I am sitting at my perch, at the end of our couch-a few moments ago.  Did you get that text from Craig (my brother) today?  I think that one of your aunts died.

Stunned, I said:  “I only have one aunt.”

My Aunt Irene is now in Heaven, with her beloved husband who passed just months ago.  They say it was her heart, which was shattered by the death of my Uncle Bill, I am certain.

The tears didn’t come at first, which didn’t surprise me-I had only met the woman a handful of times.  Same with my cousins, same with Uncle Bill.  You see, my dad and his brother were estranged-Bill was a born again Baptist, dad was an alcoholic agnostic.  I remember every year at Christmas, Bill would send my dad Baptist Digest.  It always stung a bit, when the magazine hit the bottom of the trash can.  I didn’t, no, couldn’t understand why my dad didn’t spend more time with his family, even if they lived in upstate New York.

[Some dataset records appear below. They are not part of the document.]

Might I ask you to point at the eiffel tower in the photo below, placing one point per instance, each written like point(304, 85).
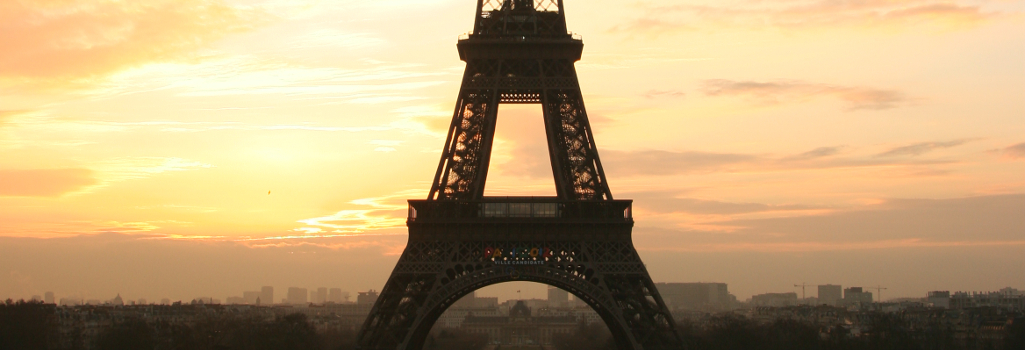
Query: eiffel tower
point(459, 240)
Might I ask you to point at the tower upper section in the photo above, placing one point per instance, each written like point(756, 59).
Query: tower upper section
point(520, 18)
point(520, 30)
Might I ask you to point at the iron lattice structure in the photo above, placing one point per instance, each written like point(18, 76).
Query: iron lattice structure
point(459, 240)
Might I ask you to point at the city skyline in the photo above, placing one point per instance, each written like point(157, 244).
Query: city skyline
point(202, 147)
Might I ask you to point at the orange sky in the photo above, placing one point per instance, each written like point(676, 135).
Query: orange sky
point(765, 143)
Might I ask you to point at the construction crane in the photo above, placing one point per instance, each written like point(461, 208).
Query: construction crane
point(878, 292)
point(802, 285)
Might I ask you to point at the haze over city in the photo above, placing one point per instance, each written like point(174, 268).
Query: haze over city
point(185, 149)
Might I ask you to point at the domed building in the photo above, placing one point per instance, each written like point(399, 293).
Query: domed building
point(520, 327)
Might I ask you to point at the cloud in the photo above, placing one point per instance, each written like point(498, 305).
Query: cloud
point(984, 221)
point(817, 153)
point(788, 91)
point(83, 39)
point(370, 216)
point(664, 93)
point(804, 14)
point(1015, 151)
point(920, 148)
point(668, 202)
point(658, 162)
point(667, 162)
point(8, 114)
point(44, 183)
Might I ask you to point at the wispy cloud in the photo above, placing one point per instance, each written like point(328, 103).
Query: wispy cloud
point(667, 162)
point(814, 154)
point(44, 183)
point(981, 221)
point(803, 14)
point(664, 93)
point(56, 40)
point(1015, 151)
point(658, 162)
point(788, 91)
point(367, 217)
point(921, 148)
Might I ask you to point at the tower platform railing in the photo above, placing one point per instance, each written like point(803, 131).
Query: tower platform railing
point(520, 208)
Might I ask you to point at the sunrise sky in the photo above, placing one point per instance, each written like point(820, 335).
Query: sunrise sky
point(187, 148)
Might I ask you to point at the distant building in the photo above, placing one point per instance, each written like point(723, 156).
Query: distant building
point(520, 328)
point(321, 296)
point(830, 294)
point(117, 301)
point(486, 302)
point(558, 298)
point(940, 299)
point(369, 297)
point(251, 297)
point(296, 296)
point(700, 296)
point(856, 296)
point(267, 295)
point(775, 299)
point(334, 296)
point(1003, 300)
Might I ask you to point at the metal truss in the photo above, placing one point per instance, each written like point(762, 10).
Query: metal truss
point(438, 268)
point(520, 52)
point(489, 82)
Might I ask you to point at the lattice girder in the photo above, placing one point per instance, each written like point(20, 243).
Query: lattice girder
point(439, 266)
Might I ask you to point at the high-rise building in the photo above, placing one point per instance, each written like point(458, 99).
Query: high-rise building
point(334, 296)
point(830, 294)
point(267, 295)
point(775, 299)
point(558, 298)
point(321, 296)
point(699, 296)
point(296, 296)
point(250, 297)
point(856, 296)
point(940, 299)
point(369, 297)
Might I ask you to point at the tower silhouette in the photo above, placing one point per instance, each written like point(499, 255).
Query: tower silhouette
point(459, 240)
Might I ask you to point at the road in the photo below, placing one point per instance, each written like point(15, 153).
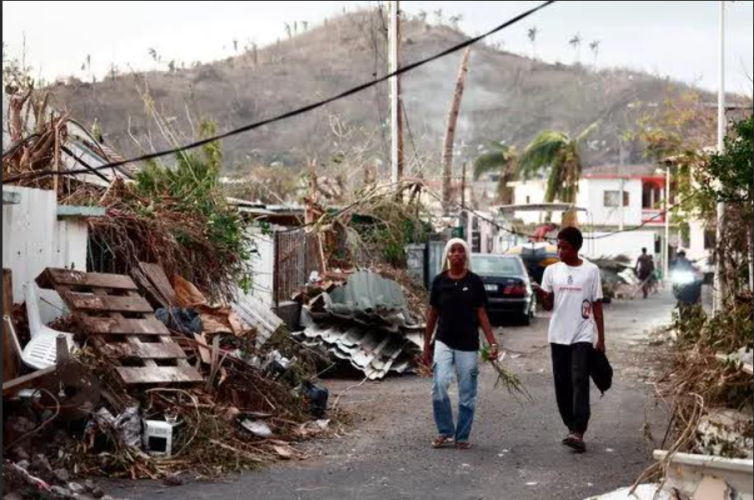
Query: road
point(517, 454)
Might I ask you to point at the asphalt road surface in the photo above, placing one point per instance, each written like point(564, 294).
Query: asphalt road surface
point(517, 455)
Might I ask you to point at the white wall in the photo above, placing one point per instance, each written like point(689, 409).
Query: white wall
point(532, 191)
point(263, 268)
point(696, 250)
point(592, 197)
point(34, 239)
point(628, 244)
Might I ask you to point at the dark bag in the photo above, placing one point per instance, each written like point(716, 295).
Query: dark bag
point(602, 372)
point(316, 398)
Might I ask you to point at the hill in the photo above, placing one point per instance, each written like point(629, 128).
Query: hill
point(508, 97)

You see, it takes an orphan to see what family truly means.  And from where I stand?  Family is everything.  It is my opinion that we become who raises us, whether we fight it or not-the cycle of abuse is the hardest one to break.  I don’t judge my sister, and I have forgiven her-she did not choose her childhood, and I think she bore the weight of the dysfunction.  I know that she loves me, and I know that she hates me.  I also know that I am not yet strong enough to reach out, but pray each and every day that God provides a way for us to coexist-without it costing my mental and physical health.  I learned that lesson with the loss of what is hopefully the last toxic relationship with the worst narcissist I have ever had the displeasure of knowing.

In the name of Jesus I break the Spirit of Jezebel that erodes familial love.  The slithery, dangerous one shall not prosper here.  Drink the blood of Jesus, Jezebel.

My heart reaches out to all of you who know this pain.  We are not an exclusive group, the victims of Narcissistic Abuse.  The crowd is growing, and we have so many excellent resources to choose from.  Below is one of my favorite videos about family relationships.   Angie Atkinson is wonderful, accessible on YouTube and she maintains multiple support groups.  The point is:  don’t try to do this alone, remember that even when your family hates you there will always be a bond through God and blood.  They love you, but in their own way.  It’s up to you to decide who you can and cannot live without.  God works miracles in our lives, each and every day.  Don’t give up hope-not a good place to be.  I take things one day at a time, and reflecting on how incredible my life has become since my rebirth?  I know that the Alpha and the Omega, who created Heaven and flat earth, 🙂  He has my back, always.

The best we can do is put it in our Abba’s sturdy hands-and know that he answers each and every one of your prayers; in a way that will enrich and embolden you.  He will prosper you in all of your ways, just go to Him.  He’s within you, beside you, and best of all?  For you.